宗介と䄭風が呼んだところで、恋は辺りの景色がガランと変わったのに気がついて衝撃を受けた。

 そこは森だった。
 周りに大きな緑の木が生え、いつのまにか地面は土になっていた。


「何これ……」


 白い煙が薄らいで、宗介と䄭風と恋はようやくお互いの姿が見えるようになった。


「何だここ?」


 宗介が恋の隣に移動しながら言った。


「異世界?」


 䄭風が首を傾げて言った。


「かなあ。そんなはずある?」

「おかしい、さっきまで勉強してたのに。
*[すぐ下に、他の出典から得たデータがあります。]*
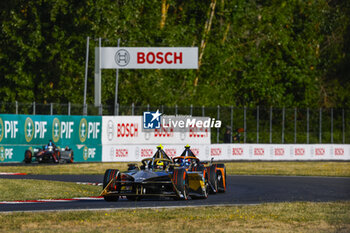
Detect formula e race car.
[101,146,208,201]
[24,145,74,163]
[173,145,226,194]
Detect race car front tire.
[24,150,32,163]
[207,165,218,194]
[102,169,120,201]
[172,168,189,200]
[216,163,227,193]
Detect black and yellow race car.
[173,145,226,193]
[101,145,209,201]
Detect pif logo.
[315,148,326,155]
[254,148,265,155]
[232,148,243,155]
[143,110,162,129]
[334,148,344,155]
[210,148,221,156]
[164,148,176,157]
[52,118,61,142]
[79,118,87,142]
[141,149,153,158]
[275,148,284,156]
[0,147,5,162]
[83,146,89,160]
[115,149,129,158]
[24,117,34,142]
[0,117,4,142]
[294,148,305,155]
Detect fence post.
[331,108,333,143]
[294,108,297,143]
[282,106,286,143]
[216,105,220,143]
[318,108,322,143]
[342,108,345,144]
[98,104,102,116]
[270,106,272,144]
[256,106,259,143]
[243,107,247,143]
[83,104,87,116]
[230,105,233,143]
[306,108,310,144]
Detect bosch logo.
[107,121,114,141]
[164,149,176,157]
[191,148,199,156]
[275,148,284,156]
[334,148,344,155]
[254,148,265,155]
[137,52,183,64]
[141,149,153,158]
[114,49,130,66]
[210,148,222,156]
[117,123,139,138]
[115,149,129,158]
[232,148,243,155]
[315,148,326,155]
[294,148,305,155]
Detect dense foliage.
[0,0,350,107]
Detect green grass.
[0,202,350,232]
[0,162,350,177]
[0,179,101,201]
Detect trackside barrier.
[102,144,350,162]
[0,114,102,163]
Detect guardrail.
[0,102,350,144]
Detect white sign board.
[102,116,211,146]
[102,144,350,162]
[95,47,198,69]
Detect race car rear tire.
[216,163,227,193]
[191,169,210,199]
[102,169,120,201]
[172,168,189,200]
[207,165,218,194]
[24,150,33,163]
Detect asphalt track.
[0,175,350,212]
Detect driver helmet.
[156,161,164,168]
[185,159,191,167]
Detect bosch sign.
[100,47,198,69]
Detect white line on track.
[0,202,262,214]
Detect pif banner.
[0,114,102,162]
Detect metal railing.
[0,102,350,144]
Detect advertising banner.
[0,114,102,162]
[102,116,211,145]
[95,47,198,69]
[102,144,350,162]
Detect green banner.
[0,114,102,162]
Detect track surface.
[0,175,350,212]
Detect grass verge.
[0,161,350,177]
[0,179,101,201]
[0,202,350,232]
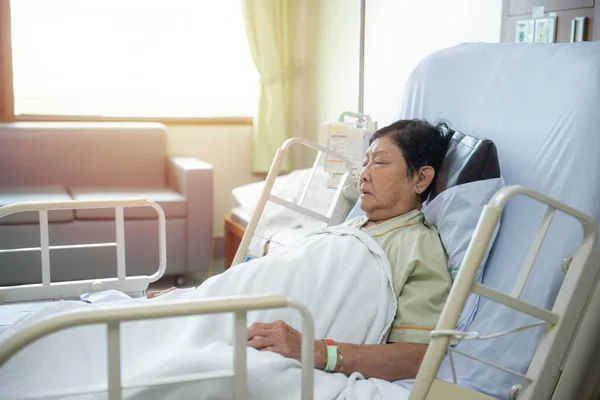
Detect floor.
[148,257,225,291]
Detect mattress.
[0,301,50,339]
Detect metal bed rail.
[0,295,315,400]
[232,137,359,265]
[410,186,600,400]
[0,199,167,304]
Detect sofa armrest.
[167,157,213,273]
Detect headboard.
[398,42,600,398]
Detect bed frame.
[0,139,600,400]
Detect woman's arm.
[248,321,427,381]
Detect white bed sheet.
[0,227,409,400]
[0,301,49,336]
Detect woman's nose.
[359,168,368,182]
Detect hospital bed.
[0,43,600,399]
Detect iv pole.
[358,0,366,114]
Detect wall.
[502,0,600,42]
[305,0,502,147]
[167,125,258,237]
[168,0,501,237]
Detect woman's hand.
[248,321,302,361]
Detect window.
[4,0,259,119]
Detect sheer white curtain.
[241,0,298,172]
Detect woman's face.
[360,136,424,221]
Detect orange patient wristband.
[322,339,344,372]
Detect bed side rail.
[232,137,358,266]
[0,295,315,400]
[0,199,167,304]
[410,186,600,400]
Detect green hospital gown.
[345,210,452,344]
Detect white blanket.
[0,227,407,400]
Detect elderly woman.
[148,120,451,381]
[248,120,451,381]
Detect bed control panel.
[320,112,377,188]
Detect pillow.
[423,177,505,330]
[429,124,500,201]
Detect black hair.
[369,119,451,201]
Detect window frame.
[0,0,253,125]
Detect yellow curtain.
[241,0,298,172]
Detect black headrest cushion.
[429,125,500,200]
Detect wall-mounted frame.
[515,19,535,43]
[571,17,587,43]
[533,17,556,43]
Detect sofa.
[0,122,213,286]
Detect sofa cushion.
[0,122,167,188]
[0,185,73,225]
[69,187,186,220]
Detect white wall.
[365,0,502,126]
[306,0,502,138]
[167,125,258,236]
[163,0,502,236]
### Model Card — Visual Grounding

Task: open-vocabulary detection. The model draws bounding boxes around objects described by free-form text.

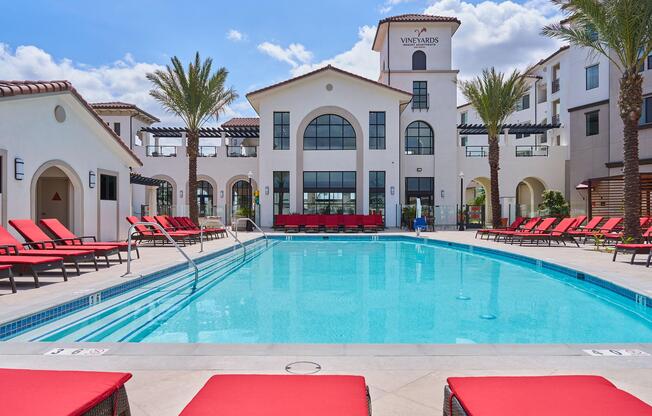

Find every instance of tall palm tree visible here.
[460,67,529,228]
[543,0,652,241]
[147,52,238,223]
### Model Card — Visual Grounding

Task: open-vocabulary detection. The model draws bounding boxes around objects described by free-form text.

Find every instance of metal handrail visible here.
[235,217,269,248]
[122,221,199,290]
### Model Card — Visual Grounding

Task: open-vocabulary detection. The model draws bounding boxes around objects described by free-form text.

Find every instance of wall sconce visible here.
[14,157,25,181]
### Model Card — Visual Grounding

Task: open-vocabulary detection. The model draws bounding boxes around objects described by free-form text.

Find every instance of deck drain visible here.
[285,361,321,374]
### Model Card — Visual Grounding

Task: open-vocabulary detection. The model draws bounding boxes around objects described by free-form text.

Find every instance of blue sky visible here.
[0,0,559,122]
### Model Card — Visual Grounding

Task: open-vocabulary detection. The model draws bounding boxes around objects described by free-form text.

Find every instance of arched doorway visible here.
[197,180,214,217]
[516,177,546,217]
[36,166,75,227]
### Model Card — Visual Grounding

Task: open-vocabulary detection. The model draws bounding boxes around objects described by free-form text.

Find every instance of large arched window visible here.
[303,114,355,150]
[412,51,426,71]
[197,181,213,217]
[156,181,174,215]
[405,121,434,155]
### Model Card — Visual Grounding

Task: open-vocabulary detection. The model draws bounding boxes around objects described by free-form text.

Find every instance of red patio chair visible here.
[9,220,122,267]
[180,374,371,416]
[0,369,131,416]
[444,376,652,416]
[39,218,140,262]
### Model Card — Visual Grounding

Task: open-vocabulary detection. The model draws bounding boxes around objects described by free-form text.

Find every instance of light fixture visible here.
[14,157,25,181]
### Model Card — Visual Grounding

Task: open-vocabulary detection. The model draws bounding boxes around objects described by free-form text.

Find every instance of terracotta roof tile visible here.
[0,80,143,166]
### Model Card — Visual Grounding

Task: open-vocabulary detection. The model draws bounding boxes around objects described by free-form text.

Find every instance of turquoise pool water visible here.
[7,237,652,344]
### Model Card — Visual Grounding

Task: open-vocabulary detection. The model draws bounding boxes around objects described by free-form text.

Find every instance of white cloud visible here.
[258,42,312,68]
[226,29,246,42]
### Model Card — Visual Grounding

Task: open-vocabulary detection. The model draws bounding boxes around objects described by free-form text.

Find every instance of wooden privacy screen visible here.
[588,173,652,217]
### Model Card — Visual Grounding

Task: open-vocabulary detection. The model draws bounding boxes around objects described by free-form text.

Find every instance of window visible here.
[274,111,290,150]
[405,177,435,213]
[303,114,355,150]
[156,181,174,215]
[405,121,433,155]
[369,111,385,150]
[639,96,652,124]
[369,170,385,218]
[303,172,356,214]
[100,174,118,201]
[412,51,426,71]
[273,171,290,215]
[197,181,213,217]
[584,111,600,136]
[586,64,600,90]
[412,81,428,110]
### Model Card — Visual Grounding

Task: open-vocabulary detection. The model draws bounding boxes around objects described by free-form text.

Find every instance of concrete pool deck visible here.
[0,231,652,416]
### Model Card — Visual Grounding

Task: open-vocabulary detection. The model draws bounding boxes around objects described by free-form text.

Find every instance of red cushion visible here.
[0,369,131,416]
[448,376,652,416]
[180,374,369,416]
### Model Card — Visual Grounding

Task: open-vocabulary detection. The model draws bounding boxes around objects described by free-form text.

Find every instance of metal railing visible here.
[234,217,269,247]
[145,145,177,157]
[515,145,548,157]
[122,221,203,290]
[465,146,489,157]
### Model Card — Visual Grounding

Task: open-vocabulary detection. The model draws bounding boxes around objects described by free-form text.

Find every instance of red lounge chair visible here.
[0,255,68,288]
[362,215,378,233]
[444,376,652,416]
[39,218,140,263]
[180,374,371,416]
[510,218,580,247]
[127,215,191,246]
[0,264,16,293]
[343,215,360,233]
[303,214,320,233]
[0,369,131,416]
[324,214,340,233]
[475,217,524,239]
[9,220,122,267]
[0,226,98,276]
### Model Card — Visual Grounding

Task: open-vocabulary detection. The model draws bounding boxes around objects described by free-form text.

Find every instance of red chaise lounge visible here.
[180,374,371,416]
[0,369,131,416]
[444,376,652,416]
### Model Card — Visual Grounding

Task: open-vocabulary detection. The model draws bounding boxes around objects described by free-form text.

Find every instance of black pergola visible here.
[457,123,561,136]
[141,126,260,138]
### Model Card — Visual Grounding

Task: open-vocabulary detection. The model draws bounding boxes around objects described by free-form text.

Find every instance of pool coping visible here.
[0,234,652,345]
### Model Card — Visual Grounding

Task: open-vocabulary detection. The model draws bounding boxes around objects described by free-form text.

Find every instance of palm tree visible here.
[147,52,238,223]
[460,67,529,228]
[543,0,652,241]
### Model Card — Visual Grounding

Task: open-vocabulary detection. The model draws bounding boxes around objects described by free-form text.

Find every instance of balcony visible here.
[465,146,489,157]
[515,145,548,157]
[145,146,177,157]
[226,146,258,157]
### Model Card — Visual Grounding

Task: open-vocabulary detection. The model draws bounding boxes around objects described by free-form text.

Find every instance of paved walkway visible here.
[0,231,652,416]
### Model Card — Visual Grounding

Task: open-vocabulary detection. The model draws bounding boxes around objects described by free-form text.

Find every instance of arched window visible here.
[303,114,355,150]
[412,51,426,71]
[197,181,213,217]
[405,121,434,155]
[156,181,174,215]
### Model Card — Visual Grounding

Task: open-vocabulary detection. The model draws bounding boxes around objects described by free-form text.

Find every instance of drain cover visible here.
[285,361,321,374]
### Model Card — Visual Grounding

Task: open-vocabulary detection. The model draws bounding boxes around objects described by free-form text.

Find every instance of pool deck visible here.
[0,231,652,416]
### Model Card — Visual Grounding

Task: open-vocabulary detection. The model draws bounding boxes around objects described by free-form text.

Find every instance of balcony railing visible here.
[226,146,258,157]
[516,145,548,157]
[466,146,489,157]
[145,146,177,157]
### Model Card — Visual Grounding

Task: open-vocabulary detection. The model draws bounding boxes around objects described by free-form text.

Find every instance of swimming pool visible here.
[0,236,652,344]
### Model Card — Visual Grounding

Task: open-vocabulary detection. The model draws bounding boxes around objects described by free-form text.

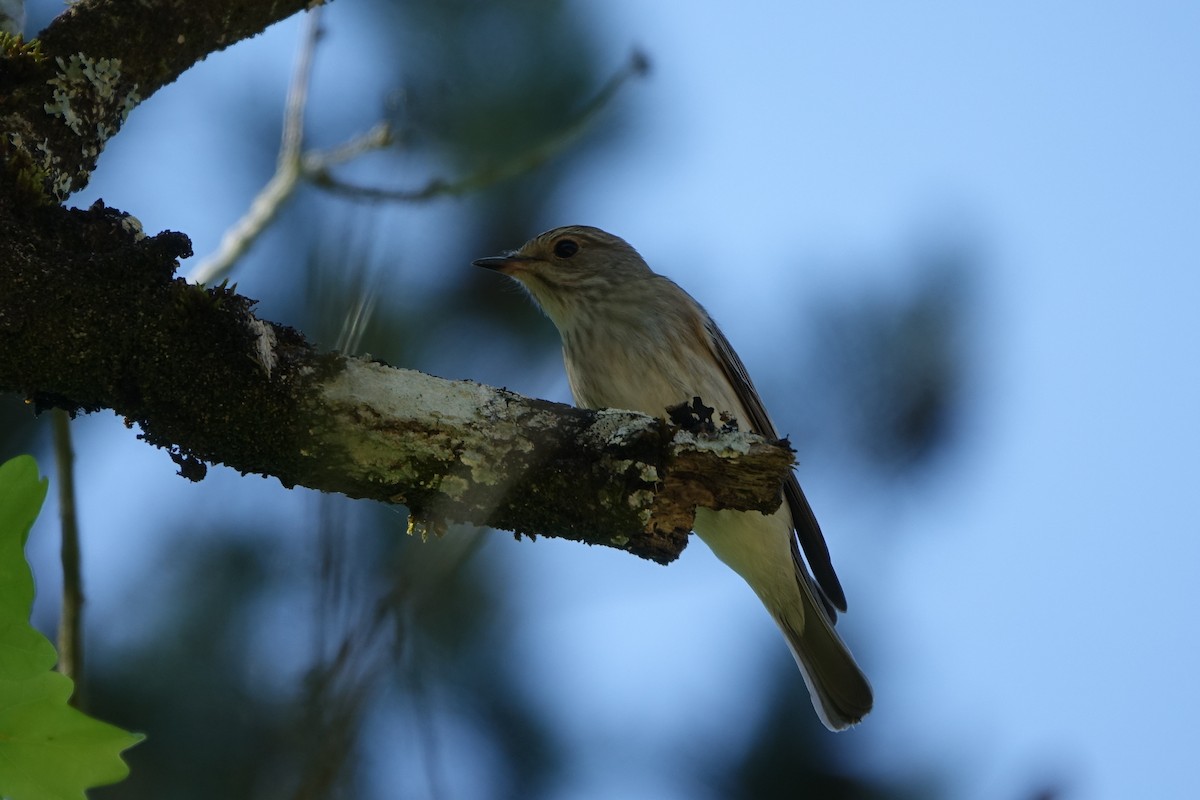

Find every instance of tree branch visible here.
[0,0,319,203]
[0,198,792,563]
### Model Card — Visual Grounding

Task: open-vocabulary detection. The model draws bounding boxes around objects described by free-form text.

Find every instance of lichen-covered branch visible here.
[0,0,313,203]
[0,198,792,561]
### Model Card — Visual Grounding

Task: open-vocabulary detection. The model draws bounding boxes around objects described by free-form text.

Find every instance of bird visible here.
[473,225,874,730]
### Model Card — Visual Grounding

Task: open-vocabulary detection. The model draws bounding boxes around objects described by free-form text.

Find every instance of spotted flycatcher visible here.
[475,225,871,730]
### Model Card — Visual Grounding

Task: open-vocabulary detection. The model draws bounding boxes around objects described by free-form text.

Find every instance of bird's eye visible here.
[554,239,580,258]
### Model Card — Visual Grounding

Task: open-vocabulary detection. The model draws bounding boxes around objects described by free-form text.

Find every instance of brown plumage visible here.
[475,225,872,730]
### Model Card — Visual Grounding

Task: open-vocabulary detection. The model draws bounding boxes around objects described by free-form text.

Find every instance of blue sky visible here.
[21,0,1200,800]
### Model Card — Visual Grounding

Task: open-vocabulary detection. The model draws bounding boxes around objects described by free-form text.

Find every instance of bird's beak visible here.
[472,253,533,273]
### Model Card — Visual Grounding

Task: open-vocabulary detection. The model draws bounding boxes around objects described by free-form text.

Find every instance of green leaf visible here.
[0,456,144,800]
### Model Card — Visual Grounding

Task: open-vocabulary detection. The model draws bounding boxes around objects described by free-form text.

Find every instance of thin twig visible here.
[50,408,84,708]
[190,6,320,283]
[305,50,649,203]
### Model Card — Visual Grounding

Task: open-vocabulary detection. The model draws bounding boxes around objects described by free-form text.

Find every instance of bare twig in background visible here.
[191,28,649,283]
[50,408,84,708]
[191,7,331,283]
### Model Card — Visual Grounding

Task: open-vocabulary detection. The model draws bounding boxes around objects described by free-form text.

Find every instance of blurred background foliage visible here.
[14,0,977,800]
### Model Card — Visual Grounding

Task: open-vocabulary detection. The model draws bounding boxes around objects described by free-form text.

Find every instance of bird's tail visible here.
[696,509,874,730]
[760,566,874,730]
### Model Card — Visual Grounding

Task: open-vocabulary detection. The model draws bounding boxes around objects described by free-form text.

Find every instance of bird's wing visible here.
[701,314,846,619]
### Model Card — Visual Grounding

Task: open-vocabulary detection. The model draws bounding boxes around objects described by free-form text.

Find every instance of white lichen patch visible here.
[121,213,146,241]
[671,431,748,458]
[592,408,654,445]
[42,53,142,197]
[246,316,278,378]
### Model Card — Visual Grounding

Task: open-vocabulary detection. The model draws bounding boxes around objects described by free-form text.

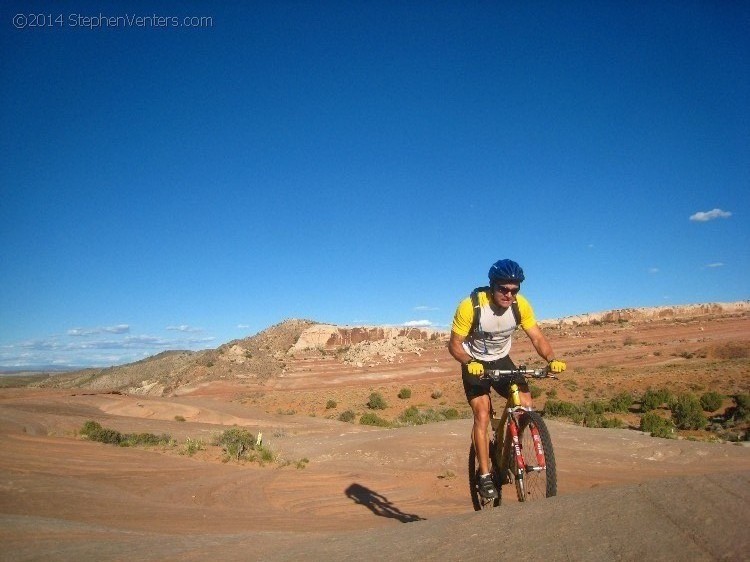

」


 いつのまにかテーブルは消え、3人は森の真ん中に立っていた。
 太陽の光が、直接恋の髪を照らして透けさせている。

 と、すぐに向こうから今度は唸り声が聞こえた。


「グルルル……」


 見ると真向かいから灰色の狼のようなモンスターが一匹、こちらを睨んでいた。
 あっと思う前に、モンスターはこちらへ向かって走り出していた。


「危ない!」


 あともう少し、という所で、宗介と䄭風の手から、強い銀色の光のような物が出てモンスターを直撃した。

 宗介と䄭風は驚いた顔をした。

 いつのまにか手に杖を持っていたのだ。

 銀色の光が当たると、モンスターは灰になって消え失せた。


「何だこれ……」

「さあ……」


 宗介と䄭風は不審そうに杖を見た。


「魔法?」

「だよねえ。宗介と樋山くん、魔法使いだったの?」

「そんなはず……」


 見回すと、一応道があり、見下ろすと町に繋がっている様だった。

 詳しく見てみると周りには鬱蒼とした木の他に何もなかった。
 図書館だったらしい所は微塵も見当たらず、ただ自然の風景があるだけだった。


「とにかく、ここに居ても仕方ない。町へ下ろう。」


 宗介が言って、ポケットにさっきの杖を入れると3人は道を歩き始めた。